Arrive mai 81. L’élection de François Mitterrand à la
présidence de la République. Le 11 mai 81, électrifié par
l’événement, j’écris un poème proclamant
qu’on va transformer les périphéries. Et dans la foulée,
je crée Banlieues 89 avec Michel Cantal-Dupart et mes complices
habituels Antoine Grumbach, Jean-Paul Dollé et Gilles Olive. Avec
l’aide d’un directeur au Ministère de l’Equipement,
Georges Mercadal , et quelques maires complices, on rassemble un petit
groupe au sein duquel je rencontre Roland Bernard, le maire d’Oullins.
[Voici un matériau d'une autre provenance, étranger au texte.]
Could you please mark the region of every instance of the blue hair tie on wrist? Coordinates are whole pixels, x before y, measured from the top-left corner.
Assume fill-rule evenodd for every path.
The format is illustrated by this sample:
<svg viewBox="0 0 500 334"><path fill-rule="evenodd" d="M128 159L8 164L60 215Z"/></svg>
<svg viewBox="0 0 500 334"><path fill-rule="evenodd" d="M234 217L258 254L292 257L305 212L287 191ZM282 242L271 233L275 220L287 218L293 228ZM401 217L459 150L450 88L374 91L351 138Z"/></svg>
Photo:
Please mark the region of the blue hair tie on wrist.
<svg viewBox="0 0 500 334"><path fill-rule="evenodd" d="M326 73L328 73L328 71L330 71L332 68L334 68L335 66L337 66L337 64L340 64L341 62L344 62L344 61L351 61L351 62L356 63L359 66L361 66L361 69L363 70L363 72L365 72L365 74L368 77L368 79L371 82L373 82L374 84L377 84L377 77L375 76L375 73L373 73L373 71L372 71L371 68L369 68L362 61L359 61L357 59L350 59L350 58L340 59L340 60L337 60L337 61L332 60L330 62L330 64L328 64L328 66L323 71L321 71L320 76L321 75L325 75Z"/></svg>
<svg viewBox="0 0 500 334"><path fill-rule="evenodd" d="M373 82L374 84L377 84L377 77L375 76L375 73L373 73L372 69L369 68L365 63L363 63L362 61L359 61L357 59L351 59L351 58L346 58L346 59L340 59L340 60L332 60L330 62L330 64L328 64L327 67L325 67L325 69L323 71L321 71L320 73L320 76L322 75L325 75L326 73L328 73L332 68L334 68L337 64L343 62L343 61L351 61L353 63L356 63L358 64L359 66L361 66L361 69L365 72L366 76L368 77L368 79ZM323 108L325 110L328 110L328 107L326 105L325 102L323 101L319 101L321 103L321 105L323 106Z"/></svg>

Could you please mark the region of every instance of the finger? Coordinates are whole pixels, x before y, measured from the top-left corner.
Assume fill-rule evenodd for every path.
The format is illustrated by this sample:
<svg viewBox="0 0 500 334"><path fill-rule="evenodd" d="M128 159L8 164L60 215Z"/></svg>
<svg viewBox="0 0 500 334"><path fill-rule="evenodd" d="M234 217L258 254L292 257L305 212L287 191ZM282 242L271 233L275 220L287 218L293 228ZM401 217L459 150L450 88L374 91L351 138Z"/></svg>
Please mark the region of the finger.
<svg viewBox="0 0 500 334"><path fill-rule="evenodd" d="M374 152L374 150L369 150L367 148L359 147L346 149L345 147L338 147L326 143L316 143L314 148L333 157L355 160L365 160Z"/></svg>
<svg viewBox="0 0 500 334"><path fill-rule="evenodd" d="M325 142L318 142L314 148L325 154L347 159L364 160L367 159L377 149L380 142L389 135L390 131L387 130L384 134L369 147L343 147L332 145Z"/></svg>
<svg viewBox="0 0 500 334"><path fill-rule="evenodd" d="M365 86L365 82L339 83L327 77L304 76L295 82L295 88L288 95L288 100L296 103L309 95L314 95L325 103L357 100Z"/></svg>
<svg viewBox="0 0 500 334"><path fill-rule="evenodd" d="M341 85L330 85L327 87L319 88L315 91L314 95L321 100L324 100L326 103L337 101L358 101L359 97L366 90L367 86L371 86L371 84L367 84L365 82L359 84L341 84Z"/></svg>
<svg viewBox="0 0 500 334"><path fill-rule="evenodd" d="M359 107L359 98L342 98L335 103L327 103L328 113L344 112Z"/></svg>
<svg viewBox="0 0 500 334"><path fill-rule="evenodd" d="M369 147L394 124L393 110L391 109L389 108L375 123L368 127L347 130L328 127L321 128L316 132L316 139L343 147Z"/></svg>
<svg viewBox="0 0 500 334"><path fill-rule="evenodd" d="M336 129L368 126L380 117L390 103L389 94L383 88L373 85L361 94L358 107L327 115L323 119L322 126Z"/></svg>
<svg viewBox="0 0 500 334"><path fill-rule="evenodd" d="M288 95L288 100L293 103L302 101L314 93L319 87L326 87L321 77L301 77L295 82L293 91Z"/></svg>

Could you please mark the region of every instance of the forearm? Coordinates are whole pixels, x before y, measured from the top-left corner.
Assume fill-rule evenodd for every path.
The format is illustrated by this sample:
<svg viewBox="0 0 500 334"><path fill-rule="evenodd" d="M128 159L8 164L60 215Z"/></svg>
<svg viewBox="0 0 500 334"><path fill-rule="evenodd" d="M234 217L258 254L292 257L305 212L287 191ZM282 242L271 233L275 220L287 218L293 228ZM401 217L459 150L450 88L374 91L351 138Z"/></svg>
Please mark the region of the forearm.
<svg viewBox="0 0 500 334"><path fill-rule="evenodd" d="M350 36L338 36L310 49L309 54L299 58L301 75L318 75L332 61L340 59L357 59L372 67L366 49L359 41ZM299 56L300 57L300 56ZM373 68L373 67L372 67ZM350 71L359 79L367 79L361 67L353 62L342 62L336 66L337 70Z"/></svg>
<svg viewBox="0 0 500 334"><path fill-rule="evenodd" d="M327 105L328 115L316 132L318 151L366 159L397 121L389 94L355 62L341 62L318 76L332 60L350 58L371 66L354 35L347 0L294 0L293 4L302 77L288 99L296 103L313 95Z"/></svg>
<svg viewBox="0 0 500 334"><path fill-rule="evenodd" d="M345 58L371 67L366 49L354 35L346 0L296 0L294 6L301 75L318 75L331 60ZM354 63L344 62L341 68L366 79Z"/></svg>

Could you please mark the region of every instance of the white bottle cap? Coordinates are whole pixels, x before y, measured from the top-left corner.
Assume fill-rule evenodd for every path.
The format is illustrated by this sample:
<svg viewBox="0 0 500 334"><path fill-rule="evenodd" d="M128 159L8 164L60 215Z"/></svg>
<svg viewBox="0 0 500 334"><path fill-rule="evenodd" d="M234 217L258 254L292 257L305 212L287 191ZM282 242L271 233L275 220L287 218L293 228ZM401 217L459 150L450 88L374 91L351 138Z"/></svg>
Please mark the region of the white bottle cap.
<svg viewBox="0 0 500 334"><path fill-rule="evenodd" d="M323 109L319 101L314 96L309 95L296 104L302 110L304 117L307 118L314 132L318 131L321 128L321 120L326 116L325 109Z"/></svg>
Grâce à lui, j’ai la possibilité de recréer,
avec Sophie Denissof, un centre à sa ville grâce à un
assez petit projet (94 logements !) en forme de “ tours fines ” qui,
rétrospectivement, m’apparaît très important,
premièrement parce qu’il est extrêmement urbain, deuxièmement
parce qu’il va servir de modèle pour permettre à Banlieues
89 de passer à la vitesse supérieure. Tout comme vont servir
de modèles, d’autre manière, des propositions que nous
présentons sans que personne ne nous demande rien, telle celle de
couvrir l’autoroute à la Courneuve pour en faire une rambla.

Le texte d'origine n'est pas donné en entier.